Let $X_1$ and $X_2$ be independent and identically distributed continuous random variables, with probability density function
$$p(x)=\begin{cases} \exp(-x), & \text{if}\ x>0 \\ 0, & \text{otherwise}. \end{cases}$$
Let
$$Y_1=\frac{X_1}{X_1+X_2}, \ Y_2=2X_2$$
and
$$Z=Y_1+Y_2=\frac{X_1}{X_1+X_2}+2X_2$$
Derive the probably density function of $Y_1$, $Y_2$ and $Z$. For $Z$ it is sufficient to give the required pdf in the form of an integral of a joint pdf.
Firstly, note that $y_1,y_2>0$ with the given transformations.
Now, I found the transformation of $Y_2=2X_2$ by doing the following.

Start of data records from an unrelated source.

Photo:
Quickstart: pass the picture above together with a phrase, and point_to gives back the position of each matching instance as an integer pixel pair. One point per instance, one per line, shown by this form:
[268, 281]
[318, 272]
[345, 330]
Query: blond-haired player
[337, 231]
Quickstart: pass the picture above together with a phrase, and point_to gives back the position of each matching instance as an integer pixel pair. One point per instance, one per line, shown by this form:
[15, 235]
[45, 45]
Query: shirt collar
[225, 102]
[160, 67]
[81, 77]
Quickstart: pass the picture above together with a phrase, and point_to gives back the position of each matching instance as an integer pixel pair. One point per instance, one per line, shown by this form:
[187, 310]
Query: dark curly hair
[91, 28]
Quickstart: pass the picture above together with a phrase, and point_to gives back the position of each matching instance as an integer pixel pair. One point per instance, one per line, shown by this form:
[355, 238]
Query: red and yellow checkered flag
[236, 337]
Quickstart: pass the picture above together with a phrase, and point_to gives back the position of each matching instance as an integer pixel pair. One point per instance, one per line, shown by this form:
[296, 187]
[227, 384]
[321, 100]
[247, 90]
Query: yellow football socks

The cdf of $X_2$ is $C(x_2)=-\exp(-x_2)$ and so the cdf for $Y_2$ is
\begin{align} G(y_2)&=\Pr(Y_2 \leq y_2) \\ &=\Pr(2X_2 \leq y_2) \\ &=\Pr\left(X_2 \leq \frac{y_2}{2}\right) \\ &=C\left(\frac{y_2}{2}\right) \\ &=-\exp\left(-\frac{y_2}{2}\right) \\ &\therefore \frac{dG(y_2)}{dy_2}=g(y_2)=\frac12\exp\left( -\frac{y_2}{2} \right) \end{align}
Hence, the pdf for $Y_2$ is $g(y_2)=\begin{cases} \frac12\exp\left( -\frac{y_2}{2} \right), & \text{if}\ y_2>0 \\ 0, & \text{otherwise}. \end{cases}$
I'm pretty sure I've done this correctly but now I am rather lost for the transformation of $Y_2$.
The joint pdf of $X_1$ and $X_2$ is $f(x_1,x_2)=\begin{cases} \exp(-x_1-x_2), & \text{if}\ x_1,x_2>0 \\ 0, & \text{otherwise}. \end{cases}$
as $X_1$ and $X_2$ are independent. And so for $Y_1$ and $Y_2$, the inverse functions are $x_2= v_2(y_1,y_2) =\frac12y_2$ and $x_1=v_1(y_1,y_2)=\frac{y_1y_2}{2(1-y_1)}$. Hence, the Jacobian matrix is
$$J=\begin{bmatrix} \frac{y_2}{2(y_1-1)^2} & \frac{y_1}{2(1-y_1)} \\ 0 & \frac12 \\ \end{bmatrix} \implies |J|=\frac{y_2}{4(y_1-1)^2}$$
But this doesn't seem nice at all, have I done something wrong here?
For distribution of $Y_1$ you have (for $t \in (0,1)$): $$P(Y_1<t)=P\left( \frac{X_1}{X_1+X_2}<t \right)=P\left( X_2>\frac{1-t}{t}X_1 \right).$$ All you need to do is find the integral.
As for the joint distribution everything is fine so far.